A une tout autre échelle, permettez-moi de vous parler de notre communauté. S’il se présente un problème, nous avons trop de solutions, et il n’y a personne au-dessus de nous pour imposer la sienne. D’une certaine manière, en démocratie, le conflit est permanent. Ce qu’il faut inventer, ce sont les processus de prise de décision, la règle du jeu, le droit, qui permette à chacun de s’exprimer, à égalité, librement. En dernière analyse, le droit quand il est bien fait, est une incarnation de la charité.

L'ennemi n'est pas lointain

L’erreur de Hutchinton, dans son livre « l’affrontement des civilisations » est de présenter les ennemis comme lointains. En Europe, les chrétiens se sont battus entre chrétiens, En Afrique ou au Moyen Orient, les musulmans se battent entre musulmans. En Algérie, il y a eu certes des martyrs, comme Pierre Claverie ou les moines de Thiberine, mais ils représentent combien de chrétiens sur 200 000 assassinés ? En Irak, en Syrie, les chrétiens sont persécutés mais les guerres ne se sont pas déclenchées contre eux. La difficulté, avec l’ennemi, c’est qu’il est souvent très proche, dans la famille ou au travail.

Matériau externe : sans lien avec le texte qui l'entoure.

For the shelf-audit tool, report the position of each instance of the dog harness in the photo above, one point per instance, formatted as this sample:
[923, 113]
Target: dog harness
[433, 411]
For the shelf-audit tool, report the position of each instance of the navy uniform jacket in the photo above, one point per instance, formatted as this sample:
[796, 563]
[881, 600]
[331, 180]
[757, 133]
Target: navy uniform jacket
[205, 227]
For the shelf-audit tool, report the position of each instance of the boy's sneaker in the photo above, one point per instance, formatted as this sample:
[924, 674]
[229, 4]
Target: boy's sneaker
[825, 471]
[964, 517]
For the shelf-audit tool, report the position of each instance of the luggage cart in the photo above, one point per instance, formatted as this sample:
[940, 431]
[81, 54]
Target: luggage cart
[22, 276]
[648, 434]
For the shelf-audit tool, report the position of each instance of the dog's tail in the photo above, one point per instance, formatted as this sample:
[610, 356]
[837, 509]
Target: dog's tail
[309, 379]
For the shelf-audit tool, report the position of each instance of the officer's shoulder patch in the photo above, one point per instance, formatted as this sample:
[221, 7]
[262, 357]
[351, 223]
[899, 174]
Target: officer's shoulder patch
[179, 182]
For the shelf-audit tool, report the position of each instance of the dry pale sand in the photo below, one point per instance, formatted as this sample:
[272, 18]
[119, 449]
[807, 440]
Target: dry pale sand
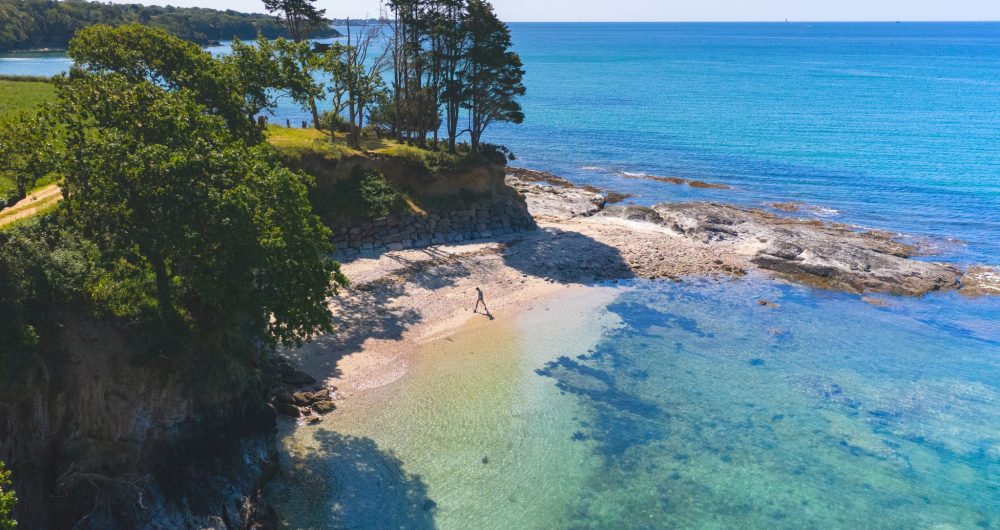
[402, 299]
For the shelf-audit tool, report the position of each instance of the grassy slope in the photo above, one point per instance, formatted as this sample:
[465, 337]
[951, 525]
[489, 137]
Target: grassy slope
[22, 96]
[297, 142]
[26, 96]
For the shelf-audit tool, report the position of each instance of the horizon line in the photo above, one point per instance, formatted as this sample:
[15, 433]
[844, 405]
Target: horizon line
[789, 21]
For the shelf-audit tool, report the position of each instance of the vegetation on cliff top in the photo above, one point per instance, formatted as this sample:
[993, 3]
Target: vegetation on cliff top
[175, 213]
[32, 24]
[7, 500]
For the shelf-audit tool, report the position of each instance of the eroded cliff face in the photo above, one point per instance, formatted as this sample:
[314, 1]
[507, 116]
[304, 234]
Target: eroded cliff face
[100, 435]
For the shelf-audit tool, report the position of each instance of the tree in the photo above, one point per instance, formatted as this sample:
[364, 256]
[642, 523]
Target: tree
[358, 77]
[140, 53]
[190, 221]
[300, 16]
[270, 69]
[492, 74]
[454, 44]
[27, 152]
[7, 500]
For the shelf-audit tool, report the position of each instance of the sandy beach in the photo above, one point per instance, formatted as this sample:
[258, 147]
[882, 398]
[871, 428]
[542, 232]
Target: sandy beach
[399, 300]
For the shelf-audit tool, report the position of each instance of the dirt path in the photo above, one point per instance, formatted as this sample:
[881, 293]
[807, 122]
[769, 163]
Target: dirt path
[31, 205]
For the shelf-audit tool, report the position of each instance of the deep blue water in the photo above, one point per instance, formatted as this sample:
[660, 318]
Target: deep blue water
[895, 126]
[704, 409]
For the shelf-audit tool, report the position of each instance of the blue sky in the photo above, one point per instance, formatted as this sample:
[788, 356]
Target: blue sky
[678, 10]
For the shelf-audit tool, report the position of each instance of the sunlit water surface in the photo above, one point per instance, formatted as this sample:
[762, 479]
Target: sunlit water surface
[689, 405]
[658, 405]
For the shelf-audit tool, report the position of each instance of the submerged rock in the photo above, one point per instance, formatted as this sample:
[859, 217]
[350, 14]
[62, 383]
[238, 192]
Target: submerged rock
[816, 253]
[981, 281]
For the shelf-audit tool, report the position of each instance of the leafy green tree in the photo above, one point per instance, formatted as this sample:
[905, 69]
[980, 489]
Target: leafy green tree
[356, 69]
[300, 16]
[7, 500]
[492, 74]
[27, 151]
[269, 69]
[218, 235]
[140, 53]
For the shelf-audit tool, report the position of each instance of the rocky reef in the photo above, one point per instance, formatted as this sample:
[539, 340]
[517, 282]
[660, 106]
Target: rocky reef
[713, 238]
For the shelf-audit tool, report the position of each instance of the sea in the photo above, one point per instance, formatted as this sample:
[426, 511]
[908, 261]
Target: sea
[658, 404]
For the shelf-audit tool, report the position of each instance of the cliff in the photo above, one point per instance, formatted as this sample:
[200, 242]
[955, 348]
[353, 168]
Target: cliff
[98, 435]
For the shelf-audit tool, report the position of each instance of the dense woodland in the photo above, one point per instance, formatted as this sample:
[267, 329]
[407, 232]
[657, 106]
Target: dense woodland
[179, 220]
[32, 24]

L’amour de l’ennemi se confond souvent avec l’amour du prochain.
 

Évangile de Jésus-Christ selon saint Matthieu 5,38-48.

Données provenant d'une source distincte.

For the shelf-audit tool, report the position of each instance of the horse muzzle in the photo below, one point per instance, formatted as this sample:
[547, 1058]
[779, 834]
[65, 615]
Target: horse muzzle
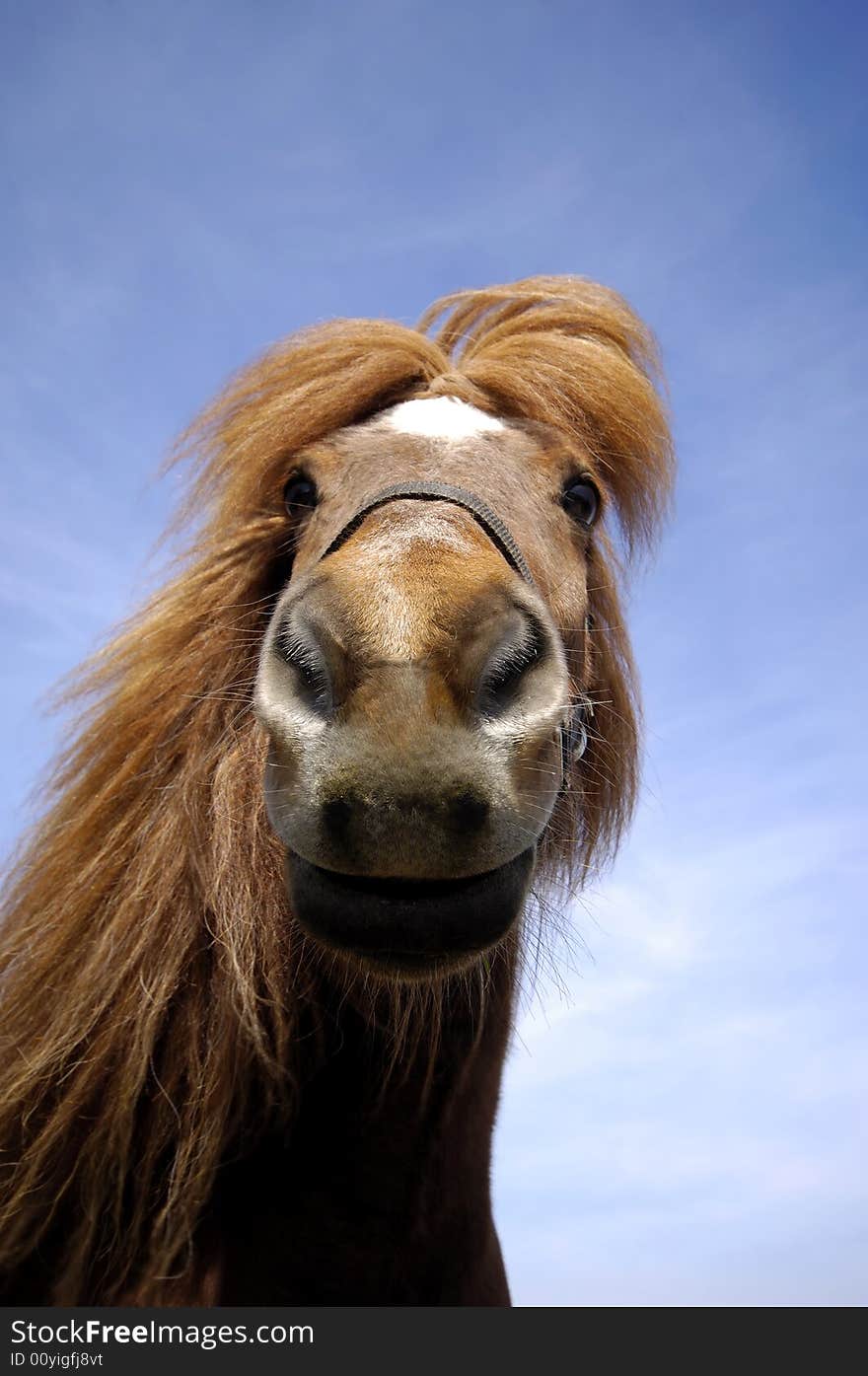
[407, 925]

Comme les disciples s'étaient rassemblés autour de Jésus, sur la montagne, il leur disait : « Vous avez appris qu'il a été dit : œil pour œil, dent pour dent.
Eh bien moi, je vous dis de ne pas riposter au méchant ; mais si quelqu'un te gifle sur la joue droite, tends-lui encore l'autre.
Et si quelqu'un veut te faire un procès et prendre ta tunique, laisse-lui encore ton manteau.
Et si quelqu'un te réquisitionne pour faire mille pas, fais-en deux mille avec lui.
Donne à qui te demande ; ne te détourne pas de celui qui veut t'emprunter.
Vous avez appris qu'il a été dit : Tu aimeras ton prochain et tu haïras ton ennemi.
Eh bien moi, je vous dis : Aimez vos ennemis, et priez pour ceux qui vous persécutent,
afin d'être vraiment les fils de votre Père qui est dans les cieux ; car il fait lever son soleil sur les méchants et sur les bons, et tomber la pluie sur les justes et sur les injustes.
Si vous aimez ceux qui vous aiment, quelle récompense aurez-vous ? Les publicains eux-mêmes n'en font-ils pas autant ?
Et si vous ne saluez que vos frères, que faites-vous d'extraordinaire ? Les païens eux-mêmes n'en font-ils pas autant ?
Vous donc, soyez parfaits comme votre Père céleste est parfait.